Under Maduro, Chávez’s successor and the current president of Venezuela, that minimal functionality broke down. Instead of selling $10 for $7, Maduro’s government now sells $10 for about a dime’s worth of Bolivars — and then caps the retail price of a $10 import at fifteen cents. This gives an importer two options. If she follows the rules, she spends a dime for a product she can sell for 15 cents. Great. If she cheats, she spends a dime to buy $10, never imports anything and keeps the $9.90. Sure, some people cheated under the old system: that same importer could have bought $10 for $7 and never imported anything, pocketing the $3 profit instead of the $2 she’d make by following the rules. But cheating is costly and, as it turns out, many more importers will break the rules for an extra 9,850 percent profit than for an extra 14 percent. Economist Francisco Rodríguez estimates that, of approximately $40 billion dollars Maduro sold to importers over the past year, only $20 billion translated into goods sold domestically. The rest was stolen.

These extreme price and currency exchange controls contribute not only to shortages but also to runaway inflation. Between the oil-price free-fall and the import subsidy, Maduro’s government found itself running out of money. To deal with this, it printed more. Printing money helped for a while. But at some point, printing money pushes up prices faster than it boosts the government’s spending power. This rarely happens; normally, if the government prints a dollar, prices go up by less than a dollar, and that’s good for the government budget. The Maduro government, in contrast, has printed money so fast that real government spending has actually been declining for most of 2015.

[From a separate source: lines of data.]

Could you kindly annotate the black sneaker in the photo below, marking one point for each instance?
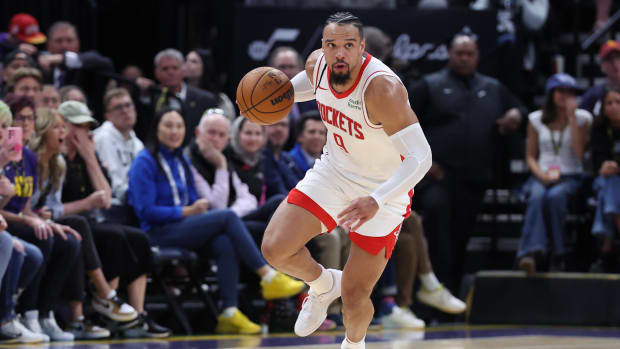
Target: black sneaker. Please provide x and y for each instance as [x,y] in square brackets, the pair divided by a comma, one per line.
[147,328]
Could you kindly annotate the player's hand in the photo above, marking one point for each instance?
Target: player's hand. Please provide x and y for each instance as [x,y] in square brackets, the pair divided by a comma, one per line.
[609,168]
[360,211]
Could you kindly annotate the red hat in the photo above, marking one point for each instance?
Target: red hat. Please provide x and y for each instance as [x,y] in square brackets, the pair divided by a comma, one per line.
[608,47]
[26,28]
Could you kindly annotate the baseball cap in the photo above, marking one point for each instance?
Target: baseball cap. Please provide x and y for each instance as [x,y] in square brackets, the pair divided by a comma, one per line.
[562,80]
[26,28]
[608,47]
[76,112]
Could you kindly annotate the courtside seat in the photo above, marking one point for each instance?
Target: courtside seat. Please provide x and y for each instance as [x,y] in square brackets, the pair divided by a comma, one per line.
[166,257]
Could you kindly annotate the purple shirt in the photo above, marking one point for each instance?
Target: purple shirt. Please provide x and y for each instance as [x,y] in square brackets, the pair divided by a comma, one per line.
[23,175]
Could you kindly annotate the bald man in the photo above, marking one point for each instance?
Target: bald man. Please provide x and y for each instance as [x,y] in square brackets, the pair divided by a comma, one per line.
[215,180]
[464,114]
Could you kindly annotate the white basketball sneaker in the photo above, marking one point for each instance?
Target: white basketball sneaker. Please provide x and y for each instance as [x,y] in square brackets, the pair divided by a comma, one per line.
[314,308]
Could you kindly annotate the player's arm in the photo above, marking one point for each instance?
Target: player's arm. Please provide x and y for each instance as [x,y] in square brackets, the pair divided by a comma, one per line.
[302,82]
[387,104]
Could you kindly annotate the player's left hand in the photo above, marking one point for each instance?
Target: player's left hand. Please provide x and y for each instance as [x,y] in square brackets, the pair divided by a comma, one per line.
[360,211]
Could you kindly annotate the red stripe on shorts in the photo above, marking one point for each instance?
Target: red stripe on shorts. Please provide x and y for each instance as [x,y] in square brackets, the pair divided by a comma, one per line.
[374,245]
[302,200]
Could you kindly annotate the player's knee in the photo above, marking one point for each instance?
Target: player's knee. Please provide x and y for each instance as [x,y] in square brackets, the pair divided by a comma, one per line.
[269,248]
[354,293]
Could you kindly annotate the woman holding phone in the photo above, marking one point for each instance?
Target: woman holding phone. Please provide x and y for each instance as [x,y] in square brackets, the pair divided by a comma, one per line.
[59,244]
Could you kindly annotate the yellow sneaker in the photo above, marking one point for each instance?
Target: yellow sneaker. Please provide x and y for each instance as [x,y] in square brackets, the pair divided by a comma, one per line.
[236,324]
[281,286]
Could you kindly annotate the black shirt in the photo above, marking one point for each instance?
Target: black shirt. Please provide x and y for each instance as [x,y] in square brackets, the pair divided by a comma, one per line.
[605,143]
[459,117]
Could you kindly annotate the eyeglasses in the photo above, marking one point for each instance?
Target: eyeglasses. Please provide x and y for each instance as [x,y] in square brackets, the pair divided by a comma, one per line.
[120,107]
[29,118]
[211,111]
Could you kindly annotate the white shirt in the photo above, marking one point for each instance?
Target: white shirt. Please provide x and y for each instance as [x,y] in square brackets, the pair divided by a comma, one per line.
[565,157]
[116,155]
[355,147]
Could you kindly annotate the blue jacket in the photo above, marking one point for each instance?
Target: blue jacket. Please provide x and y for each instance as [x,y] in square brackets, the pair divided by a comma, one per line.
[150,193]
[300,159]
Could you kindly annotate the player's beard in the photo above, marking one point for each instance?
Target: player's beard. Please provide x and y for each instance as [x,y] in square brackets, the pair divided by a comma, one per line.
[340,79]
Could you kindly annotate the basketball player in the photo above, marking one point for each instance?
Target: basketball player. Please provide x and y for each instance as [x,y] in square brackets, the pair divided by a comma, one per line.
[375,153]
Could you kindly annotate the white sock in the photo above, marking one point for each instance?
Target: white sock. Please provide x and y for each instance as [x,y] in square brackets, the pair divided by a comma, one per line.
[323,283]
[269,275]
[111,294]
[347,343]
[229,312]
[429,281]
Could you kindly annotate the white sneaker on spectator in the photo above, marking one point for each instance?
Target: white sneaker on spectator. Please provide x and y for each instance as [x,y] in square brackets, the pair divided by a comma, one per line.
[399,318]
[51,328]
[14,327]
[31,322]
[314,308]
[115,309]
[441,299]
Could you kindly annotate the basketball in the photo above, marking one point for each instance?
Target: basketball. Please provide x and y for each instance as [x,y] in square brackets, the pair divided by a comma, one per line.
[265,95]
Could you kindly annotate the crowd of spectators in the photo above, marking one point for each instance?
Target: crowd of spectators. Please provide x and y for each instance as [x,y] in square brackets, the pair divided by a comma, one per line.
[110,167]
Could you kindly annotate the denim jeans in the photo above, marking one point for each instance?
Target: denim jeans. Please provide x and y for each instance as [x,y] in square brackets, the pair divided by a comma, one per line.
[217,233]
[608,205]
[6,248]
[21,271]
[546,212]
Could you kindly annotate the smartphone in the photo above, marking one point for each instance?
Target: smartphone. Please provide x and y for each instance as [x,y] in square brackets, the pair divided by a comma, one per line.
[14,143]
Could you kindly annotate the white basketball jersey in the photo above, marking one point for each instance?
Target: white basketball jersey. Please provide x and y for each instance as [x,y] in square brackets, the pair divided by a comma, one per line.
[361,151]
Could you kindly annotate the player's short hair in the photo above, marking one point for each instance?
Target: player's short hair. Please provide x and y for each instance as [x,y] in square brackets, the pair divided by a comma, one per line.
[342,18]
[169,52]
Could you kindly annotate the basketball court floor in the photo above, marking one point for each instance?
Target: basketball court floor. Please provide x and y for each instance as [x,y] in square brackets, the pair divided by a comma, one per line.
[464,337]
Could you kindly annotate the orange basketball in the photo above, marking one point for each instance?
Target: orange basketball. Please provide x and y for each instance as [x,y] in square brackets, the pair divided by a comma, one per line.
[265,95]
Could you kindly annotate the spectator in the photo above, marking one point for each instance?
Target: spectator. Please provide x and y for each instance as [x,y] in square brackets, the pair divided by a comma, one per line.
[13,61]
[26,82]
[557,136]
[461,112]
[23,34]
[176,94]
[288,60]
[25,262]
[162,192]
[609,55]
[245,152]
[199,72]
[125,250]
[49,97]
[66,65]
[606,160]
[22,259]
[279,165]
[116,146]
[72,93]
[60,250]
[312,136]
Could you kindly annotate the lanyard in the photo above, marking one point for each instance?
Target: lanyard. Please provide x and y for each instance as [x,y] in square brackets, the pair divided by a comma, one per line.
[556,145]
[173,184]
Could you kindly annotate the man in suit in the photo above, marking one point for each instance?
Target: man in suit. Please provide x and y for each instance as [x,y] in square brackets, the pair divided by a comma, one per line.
[175,93]
[64,64]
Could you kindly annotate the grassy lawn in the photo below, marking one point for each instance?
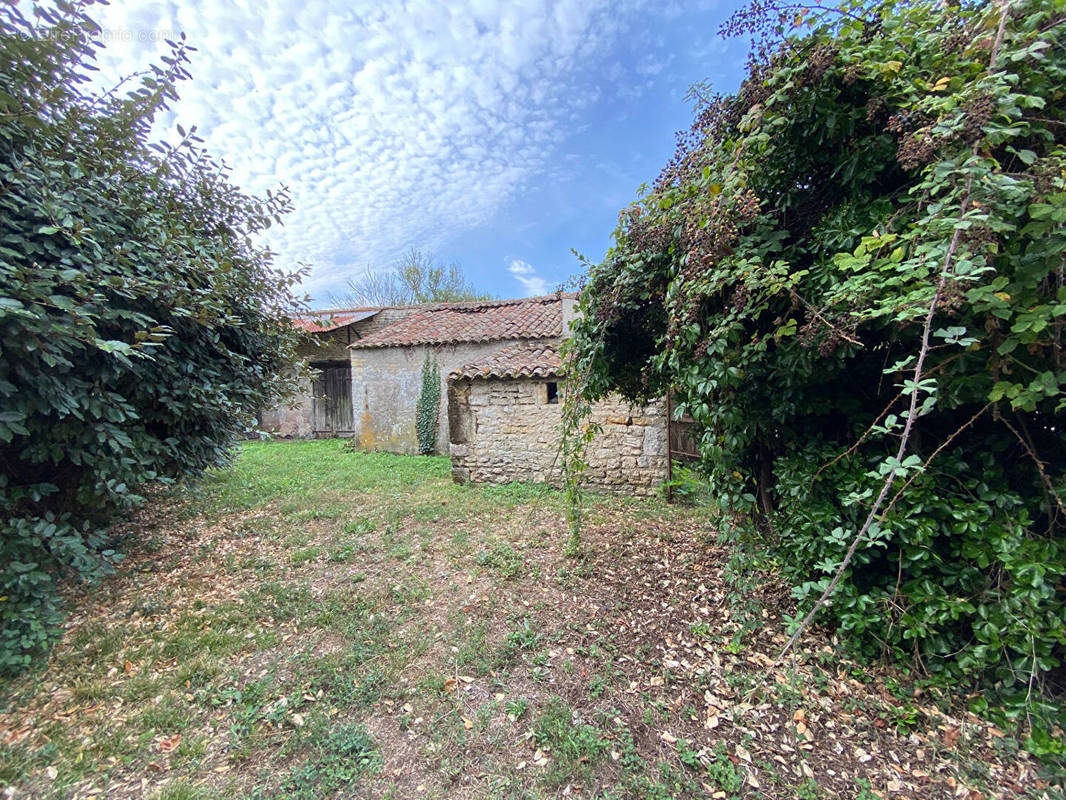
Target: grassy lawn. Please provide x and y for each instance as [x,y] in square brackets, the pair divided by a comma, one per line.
[322,623]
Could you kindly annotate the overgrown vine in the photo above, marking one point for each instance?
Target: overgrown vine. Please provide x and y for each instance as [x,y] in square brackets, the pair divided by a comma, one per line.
[851,275]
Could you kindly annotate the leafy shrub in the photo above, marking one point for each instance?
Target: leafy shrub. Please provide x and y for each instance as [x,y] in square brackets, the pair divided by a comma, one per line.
[878,162]
[427,406]
[140,326]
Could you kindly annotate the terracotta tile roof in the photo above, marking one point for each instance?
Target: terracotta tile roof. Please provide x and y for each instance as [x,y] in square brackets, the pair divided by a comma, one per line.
[522,361]
[497,320]
[332,319]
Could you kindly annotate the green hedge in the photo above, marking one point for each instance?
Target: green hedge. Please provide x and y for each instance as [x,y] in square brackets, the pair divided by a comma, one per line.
[141,328]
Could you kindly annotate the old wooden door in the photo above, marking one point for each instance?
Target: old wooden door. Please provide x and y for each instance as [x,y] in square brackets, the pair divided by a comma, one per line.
[332,412]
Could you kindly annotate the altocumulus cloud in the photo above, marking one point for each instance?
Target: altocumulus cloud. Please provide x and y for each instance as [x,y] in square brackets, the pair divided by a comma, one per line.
[392,125]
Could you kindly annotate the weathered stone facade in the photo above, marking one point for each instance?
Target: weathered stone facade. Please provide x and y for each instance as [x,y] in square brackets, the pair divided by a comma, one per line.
[505,430]
[386,383]
[294,418]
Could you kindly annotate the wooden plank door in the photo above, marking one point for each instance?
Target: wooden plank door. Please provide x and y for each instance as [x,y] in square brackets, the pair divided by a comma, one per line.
[332,408]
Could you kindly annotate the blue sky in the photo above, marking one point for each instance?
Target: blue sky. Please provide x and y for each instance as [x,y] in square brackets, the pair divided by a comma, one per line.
[498,136]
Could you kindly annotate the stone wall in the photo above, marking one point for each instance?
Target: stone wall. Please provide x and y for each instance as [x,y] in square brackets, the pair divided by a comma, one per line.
[504,430]
[293,419]
[386,383]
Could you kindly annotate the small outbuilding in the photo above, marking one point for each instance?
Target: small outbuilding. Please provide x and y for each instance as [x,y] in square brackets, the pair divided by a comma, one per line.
[504,419]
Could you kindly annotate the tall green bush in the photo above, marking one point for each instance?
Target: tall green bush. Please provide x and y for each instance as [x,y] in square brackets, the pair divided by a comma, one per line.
[140,325]
[427,406]
[879,161]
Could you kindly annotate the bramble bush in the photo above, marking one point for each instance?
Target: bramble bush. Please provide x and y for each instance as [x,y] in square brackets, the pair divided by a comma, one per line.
[141,328]
[882,162]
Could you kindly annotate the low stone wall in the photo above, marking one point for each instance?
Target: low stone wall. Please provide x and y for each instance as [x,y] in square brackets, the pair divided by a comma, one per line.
[505,430]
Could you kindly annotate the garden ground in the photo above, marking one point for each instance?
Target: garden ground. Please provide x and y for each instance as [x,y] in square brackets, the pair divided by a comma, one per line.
[317,622]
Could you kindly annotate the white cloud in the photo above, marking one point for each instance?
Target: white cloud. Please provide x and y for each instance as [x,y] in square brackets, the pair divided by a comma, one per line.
[523,272]
[393,126]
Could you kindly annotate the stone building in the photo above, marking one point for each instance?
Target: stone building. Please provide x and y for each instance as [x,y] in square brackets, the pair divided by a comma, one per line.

The Venezuelan public senses that Maduro’s program of import subsidies and price controls isn’t working. In a recent poll, only 13 percent of respondents said that the import subsidy benefits society, and the majority — (57 percent) said they’d be as well off or better off if the government were to double prices and eliminate shortages. Hugo Chávez understood this, too, which is why he was always careful to limit the gap between controlled prices and market prices. Maduro’s party would almost certainly have won more seats in this Sunday’s election if he had followed Chávez’s lead. Instead, Maduro broke with el comandante against the ruling party’s electoral interests.

Experts on Venezuelan politics sometimes chalk this up to ignorance, citing “a breakdown of rationality” and “magical thinking.” But following the money points elsewhere: to the business people, military officers, and other “importers” making billions by buying $10 for a dime. These powerful elites have a big stake in Maduro’s dysfunctional exchange and price controls.

One might ask why the arbitrage lobby would double down on a policy that leads to a loss at the polls; surely they understood that an opposition victory would likely shut down the arbitrage party. Maybe rents were so astronomical over the last couple of years that they were worth more than moderate gains over a longer period. Maybe the arbitrageurs faced a coordination problem; together they would have preferred a more sensible policy, but no single rentista wanted to advocate for change on her own. Or maybe they didn’t think anything they could do would save the government’s majority in the National Assembly once oil prices tanked, in which case their best strategy was to get while the getting was good.

In any case, the arbitrage lobby’s gains will be Maduro’s loss this Sunday.